As I noted in a recent essay, some of the biggest challenges in A.I. have to do with common-sense reasoning. Trendy new techniques like deep learning and neuromorphic engineering give A.I. programmers purchase on a particular kind of problem that involves categorizing familiar stimuli, but say little about how to cope with things we haven’t seen before. As machines get better at categorizing things they can recognize, some tasks, like speech recognition, improve markedly, but others, like comprehending what a speaker actually means, advance more slowly. Neuromorphic engineering will probably lead to interesting advances, but perhaps not right away. As a more balanced article on the same topic in Technology Review recently reported, some neuroscientists, including Henry Markram, the director of a European project to simulate the human brain, are quite skeptical of the currently implemented neuromorphic systems on the grounds that their representations of the brain are too simplistic and abstract.

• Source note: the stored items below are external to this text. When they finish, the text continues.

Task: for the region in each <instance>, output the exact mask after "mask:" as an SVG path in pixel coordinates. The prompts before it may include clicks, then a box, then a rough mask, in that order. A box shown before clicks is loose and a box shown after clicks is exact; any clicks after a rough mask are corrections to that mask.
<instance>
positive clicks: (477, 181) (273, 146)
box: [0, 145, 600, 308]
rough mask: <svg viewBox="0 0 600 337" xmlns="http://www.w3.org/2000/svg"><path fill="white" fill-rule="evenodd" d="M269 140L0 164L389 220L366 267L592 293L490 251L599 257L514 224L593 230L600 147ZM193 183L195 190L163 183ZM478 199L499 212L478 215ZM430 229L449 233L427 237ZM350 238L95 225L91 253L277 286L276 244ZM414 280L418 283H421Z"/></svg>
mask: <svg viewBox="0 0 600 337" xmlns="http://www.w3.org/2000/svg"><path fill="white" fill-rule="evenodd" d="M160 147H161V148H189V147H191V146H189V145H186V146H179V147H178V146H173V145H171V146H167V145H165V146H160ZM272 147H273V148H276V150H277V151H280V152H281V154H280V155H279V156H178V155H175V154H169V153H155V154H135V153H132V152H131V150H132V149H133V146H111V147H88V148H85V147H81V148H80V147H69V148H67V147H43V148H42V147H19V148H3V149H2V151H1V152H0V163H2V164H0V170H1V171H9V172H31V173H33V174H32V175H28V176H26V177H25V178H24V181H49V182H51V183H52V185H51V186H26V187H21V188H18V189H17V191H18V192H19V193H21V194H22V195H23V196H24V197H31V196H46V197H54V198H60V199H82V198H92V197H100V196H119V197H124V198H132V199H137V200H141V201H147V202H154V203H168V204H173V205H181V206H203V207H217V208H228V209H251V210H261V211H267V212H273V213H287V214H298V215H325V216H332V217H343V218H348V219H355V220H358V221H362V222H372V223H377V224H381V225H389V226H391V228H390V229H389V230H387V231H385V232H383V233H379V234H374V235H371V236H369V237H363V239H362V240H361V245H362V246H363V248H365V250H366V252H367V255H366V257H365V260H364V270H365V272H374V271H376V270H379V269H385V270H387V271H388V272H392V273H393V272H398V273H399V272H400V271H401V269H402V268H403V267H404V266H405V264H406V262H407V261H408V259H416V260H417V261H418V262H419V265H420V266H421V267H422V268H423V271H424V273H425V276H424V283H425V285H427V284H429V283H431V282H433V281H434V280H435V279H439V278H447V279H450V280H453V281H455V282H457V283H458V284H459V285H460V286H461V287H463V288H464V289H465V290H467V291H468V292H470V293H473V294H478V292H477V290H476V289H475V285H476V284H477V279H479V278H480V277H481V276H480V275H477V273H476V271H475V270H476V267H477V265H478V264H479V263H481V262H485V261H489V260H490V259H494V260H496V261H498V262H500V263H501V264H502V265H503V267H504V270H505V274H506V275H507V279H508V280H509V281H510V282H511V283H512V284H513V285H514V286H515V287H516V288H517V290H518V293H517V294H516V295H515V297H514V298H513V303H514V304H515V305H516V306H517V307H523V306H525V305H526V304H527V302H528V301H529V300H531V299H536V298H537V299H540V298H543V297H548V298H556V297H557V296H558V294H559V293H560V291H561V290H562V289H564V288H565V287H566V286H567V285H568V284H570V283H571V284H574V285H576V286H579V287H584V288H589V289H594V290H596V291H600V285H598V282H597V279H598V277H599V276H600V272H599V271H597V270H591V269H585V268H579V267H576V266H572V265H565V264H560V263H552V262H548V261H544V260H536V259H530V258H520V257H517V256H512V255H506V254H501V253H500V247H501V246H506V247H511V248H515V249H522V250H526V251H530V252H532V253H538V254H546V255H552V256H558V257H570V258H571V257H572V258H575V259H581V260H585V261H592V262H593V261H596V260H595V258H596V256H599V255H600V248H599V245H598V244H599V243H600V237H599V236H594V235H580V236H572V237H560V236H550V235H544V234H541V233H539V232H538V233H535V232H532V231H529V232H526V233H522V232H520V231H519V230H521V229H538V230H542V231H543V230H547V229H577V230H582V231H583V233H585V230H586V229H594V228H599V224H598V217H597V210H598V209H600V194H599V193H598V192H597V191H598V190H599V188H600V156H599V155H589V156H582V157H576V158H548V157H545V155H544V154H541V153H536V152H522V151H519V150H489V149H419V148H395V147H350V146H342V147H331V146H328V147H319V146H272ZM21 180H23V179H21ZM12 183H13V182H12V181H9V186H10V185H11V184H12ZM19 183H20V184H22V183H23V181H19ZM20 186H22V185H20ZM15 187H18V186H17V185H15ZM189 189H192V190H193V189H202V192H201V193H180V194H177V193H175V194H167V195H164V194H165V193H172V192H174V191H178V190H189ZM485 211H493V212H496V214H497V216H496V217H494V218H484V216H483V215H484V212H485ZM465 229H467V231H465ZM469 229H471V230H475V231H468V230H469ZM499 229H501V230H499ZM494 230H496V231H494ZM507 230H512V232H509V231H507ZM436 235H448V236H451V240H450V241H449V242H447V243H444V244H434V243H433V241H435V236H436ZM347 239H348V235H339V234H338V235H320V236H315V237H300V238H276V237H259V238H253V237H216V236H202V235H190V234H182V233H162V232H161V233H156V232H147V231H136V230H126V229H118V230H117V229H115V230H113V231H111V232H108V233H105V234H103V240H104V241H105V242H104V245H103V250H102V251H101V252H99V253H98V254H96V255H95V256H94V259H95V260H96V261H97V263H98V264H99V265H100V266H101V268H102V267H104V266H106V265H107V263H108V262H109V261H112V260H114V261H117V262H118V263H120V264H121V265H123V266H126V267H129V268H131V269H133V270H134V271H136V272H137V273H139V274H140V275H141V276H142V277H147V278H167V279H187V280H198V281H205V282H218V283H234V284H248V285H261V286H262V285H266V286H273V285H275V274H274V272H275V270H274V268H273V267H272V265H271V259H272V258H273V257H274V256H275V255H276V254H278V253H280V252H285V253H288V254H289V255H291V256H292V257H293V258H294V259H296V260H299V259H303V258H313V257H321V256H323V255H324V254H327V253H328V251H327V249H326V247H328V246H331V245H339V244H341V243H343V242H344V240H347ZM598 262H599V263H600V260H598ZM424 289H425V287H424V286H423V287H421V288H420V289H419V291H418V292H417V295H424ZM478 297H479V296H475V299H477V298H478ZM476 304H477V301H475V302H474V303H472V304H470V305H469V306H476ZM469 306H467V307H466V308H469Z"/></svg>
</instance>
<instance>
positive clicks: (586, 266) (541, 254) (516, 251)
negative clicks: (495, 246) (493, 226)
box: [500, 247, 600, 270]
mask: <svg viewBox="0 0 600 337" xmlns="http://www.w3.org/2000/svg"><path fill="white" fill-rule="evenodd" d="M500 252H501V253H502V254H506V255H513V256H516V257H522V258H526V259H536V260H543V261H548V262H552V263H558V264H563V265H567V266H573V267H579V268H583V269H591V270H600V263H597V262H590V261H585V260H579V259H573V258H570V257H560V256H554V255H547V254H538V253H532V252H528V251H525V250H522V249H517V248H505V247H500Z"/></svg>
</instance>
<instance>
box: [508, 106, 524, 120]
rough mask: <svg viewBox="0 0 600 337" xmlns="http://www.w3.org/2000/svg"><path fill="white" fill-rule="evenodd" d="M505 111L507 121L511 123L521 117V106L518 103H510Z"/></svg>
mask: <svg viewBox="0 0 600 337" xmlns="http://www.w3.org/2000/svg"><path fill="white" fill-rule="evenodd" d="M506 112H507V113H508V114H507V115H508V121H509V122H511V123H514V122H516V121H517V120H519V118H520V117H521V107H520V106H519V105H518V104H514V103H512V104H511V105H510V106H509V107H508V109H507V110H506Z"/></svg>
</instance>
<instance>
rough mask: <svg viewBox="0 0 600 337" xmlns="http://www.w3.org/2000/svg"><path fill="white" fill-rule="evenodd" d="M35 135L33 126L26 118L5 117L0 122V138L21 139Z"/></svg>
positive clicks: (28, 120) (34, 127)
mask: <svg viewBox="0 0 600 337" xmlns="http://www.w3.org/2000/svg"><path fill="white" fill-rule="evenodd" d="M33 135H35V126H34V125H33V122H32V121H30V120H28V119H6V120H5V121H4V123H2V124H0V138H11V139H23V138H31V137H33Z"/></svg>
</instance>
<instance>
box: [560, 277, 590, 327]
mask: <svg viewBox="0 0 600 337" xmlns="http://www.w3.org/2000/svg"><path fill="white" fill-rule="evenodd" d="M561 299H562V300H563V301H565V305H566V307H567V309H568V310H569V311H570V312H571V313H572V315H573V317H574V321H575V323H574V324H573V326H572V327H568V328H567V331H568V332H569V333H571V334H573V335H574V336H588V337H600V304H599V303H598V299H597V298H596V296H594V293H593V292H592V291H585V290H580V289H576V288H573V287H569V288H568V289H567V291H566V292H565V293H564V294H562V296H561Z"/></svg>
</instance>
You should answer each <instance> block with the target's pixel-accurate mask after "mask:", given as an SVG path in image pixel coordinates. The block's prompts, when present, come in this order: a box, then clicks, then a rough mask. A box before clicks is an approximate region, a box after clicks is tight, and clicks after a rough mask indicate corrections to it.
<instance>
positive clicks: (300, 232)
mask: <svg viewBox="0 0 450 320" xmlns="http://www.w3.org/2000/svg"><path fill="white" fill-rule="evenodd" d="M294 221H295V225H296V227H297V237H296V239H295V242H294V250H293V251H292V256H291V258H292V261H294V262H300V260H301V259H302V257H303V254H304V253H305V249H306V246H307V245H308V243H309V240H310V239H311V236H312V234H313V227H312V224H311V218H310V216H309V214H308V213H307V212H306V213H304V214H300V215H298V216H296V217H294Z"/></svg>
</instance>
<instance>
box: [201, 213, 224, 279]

As a cognitive scientist, I agree with Markram. Old-school behaviorist psychologists, and now many A.I. programmers, seem focussed on finding a single powerful mechanism—deep learning, neuromorphic engineering, quantum computation, or whatever—to induce everything from statistical data. This is much like what the psychologist B. F. Skinner imagined in the early nineteen-fifties, when he concluded all human thought could be explained by mechanisms of association; the whole field of cognitive psychology grew out of the ashes of that oversimplified assumption.
At times like these, I find it useful to remember a basic truth: the human brain is the most complicated organ in the known universe, and we still have almost no idea how it works. Who said that copying its awesome power was going to be easy?
Gary Marcus is a professor of psychology at N.Y.U. and a visiting cognitive scientist at the new Allen Institute for Artificial Intelligence. This essay was written in memory of his late friend Michael Dorfman—friend of science, enemy of hype.